I saw a solution that I could not understand what stand behind the solution and I would like to understand why the solution is correct (what stand behind the idea), The problem is "Minimum Moves to Equal Array Elements". The solution that I saw is:

 int minMoves(vector<int>& nums) {
    long minimum = nums[0]; 
    long sum = nums[0];
    for (int i = 1; i < nums.size(); ++i) {
        sum += nums[i];
        if (nums[i] < minimum)
            minimum = nums[i];
    }
    return sum - minimum * nums.size();
}

I didn't understand why the sum of elements subtraction the minimal element multiply the length of array gives the solution of the problem ?

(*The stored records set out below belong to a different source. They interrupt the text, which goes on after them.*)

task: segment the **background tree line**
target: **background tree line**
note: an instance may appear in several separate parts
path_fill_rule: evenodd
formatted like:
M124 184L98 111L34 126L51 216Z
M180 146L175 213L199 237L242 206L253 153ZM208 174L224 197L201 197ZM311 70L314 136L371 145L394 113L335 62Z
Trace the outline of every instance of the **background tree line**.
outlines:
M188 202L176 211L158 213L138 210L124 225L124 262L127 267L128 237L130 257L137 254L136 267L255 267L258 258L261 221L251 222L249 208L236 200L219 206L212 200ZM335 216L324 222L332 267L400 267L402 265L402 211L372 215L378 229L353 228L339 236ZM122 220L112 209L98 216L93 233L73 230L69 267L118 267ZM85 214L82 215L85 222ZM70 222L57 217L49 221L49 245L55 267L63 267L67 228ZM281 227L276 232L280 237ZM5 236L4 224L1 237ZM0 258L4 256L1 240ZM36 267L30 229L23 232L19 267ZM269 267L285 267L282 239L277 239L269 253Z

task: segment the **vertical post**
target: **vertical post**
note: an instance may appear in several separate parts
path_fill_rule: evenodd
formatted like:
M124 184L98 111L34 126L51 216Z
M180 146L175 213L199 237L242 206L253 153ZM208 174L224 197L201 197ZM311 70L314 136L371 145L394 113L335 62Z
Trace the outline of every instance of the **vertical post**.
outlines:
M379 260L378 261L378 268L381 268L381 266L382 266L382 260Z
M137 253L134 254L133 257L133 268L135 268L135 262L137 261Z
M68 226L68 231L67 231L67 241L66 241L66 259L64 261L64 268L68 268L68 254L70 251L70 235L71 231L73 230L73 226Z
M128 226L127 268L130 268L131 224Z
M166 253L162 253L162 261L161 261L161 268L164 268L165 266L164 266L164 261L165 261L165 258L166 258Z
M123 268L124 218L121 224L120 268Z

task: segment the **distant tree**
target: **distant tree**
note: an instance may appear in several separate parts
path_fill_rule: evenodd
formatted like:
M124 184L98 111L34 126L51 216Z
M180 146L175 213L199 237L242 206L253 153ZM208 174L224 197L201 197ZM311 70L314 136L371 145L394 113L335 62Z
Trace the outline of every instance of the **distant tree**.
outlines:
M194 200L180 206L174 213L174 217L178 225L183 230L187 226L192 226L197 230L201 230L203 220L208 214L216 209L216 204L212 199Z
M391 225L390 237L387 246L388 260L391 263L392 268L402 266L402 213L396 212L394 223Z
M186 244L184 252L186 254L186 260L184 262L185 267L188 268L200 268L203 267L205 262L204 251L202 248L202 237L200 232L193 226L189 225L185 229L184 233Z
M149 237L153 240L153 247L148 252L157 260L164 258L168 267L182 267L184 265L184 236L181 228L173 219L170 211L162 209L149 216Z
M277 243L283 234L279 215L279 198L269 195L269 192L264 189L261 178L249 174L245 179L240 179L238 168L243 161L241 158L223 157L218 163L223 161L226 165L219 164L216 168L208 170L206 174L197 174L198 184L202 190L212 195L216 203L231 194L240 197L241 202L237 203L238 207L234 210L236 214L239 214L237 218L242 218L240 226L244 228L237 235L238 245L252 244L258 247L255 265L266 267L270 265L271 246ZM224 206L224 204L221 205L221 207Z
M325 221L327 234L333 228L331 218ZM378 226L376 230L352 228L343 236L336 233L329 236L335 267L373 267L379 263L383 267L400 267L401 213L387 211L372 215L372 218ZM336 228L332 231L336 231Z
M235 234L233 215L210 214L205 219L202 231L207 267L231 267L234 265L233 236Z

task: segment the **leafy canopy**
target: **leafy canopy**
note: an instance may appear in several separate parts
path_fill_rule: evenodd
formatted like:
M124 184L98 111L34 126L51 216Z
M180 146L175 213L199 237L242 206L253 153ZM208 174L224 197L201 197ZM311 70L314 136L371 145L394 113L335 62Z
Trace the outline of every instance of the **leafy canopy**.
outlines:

edit: this is the explanation of the problem: Given a non-empty integer array of size n, find the minimum number of moves required to make all array elements equal, where a move is incrementing n - 1 elements by 1. Example:

Input: [1,2,3]

Output: 3

Explanation: Only three moves are needed (remember each move increments two elements):

[1,2,3] => [2,3,3] => [3,4,3] => [4,4,4]

Answer 1

From what I understand, your problem is : you have an array of integer, your only move is to decrease one element, what is the minimal number of move you have to do to have an array with all the elements equal.

A first idea for this problem would be to first look for the minimum of the array, and then add the diffence between each element and the minimum.

So here, with minthe minimum of the array, you want to calculate the sum of nums[i]-min for i between 0 and the size of your array. But it is the same as calculate the sum of nums[i] (the sum of the elements of your array), then the sum of min, and then do the difference.

min being constant, your sum of min is the same as min*nums.size().

In the answer you gave, both the minimum and the sum of the array are calculated in the same for loop. After that, it gives you the difference I explained before, which is your answer.

Answer 2

Per my understanding from the question as @larticho explained in the comments, the only operator given is minus. Therefore, what you cannot do is that you cannot change the value of minimum (or if you change it, it is pointless and it causes only extra moves). Therefore what you have to do is to reduce the size of every other element to be equal as a minimum. Therefore, the total number of moves equals the distance of all elements together from a minimum.

I.e. ∑_i=1..n (x_i - min), if you put it into two separate summations, it will be ∑_i=1..n x_i - ∑_i=1..n min, which is equal to ∑ x_i - n * min as written in the code.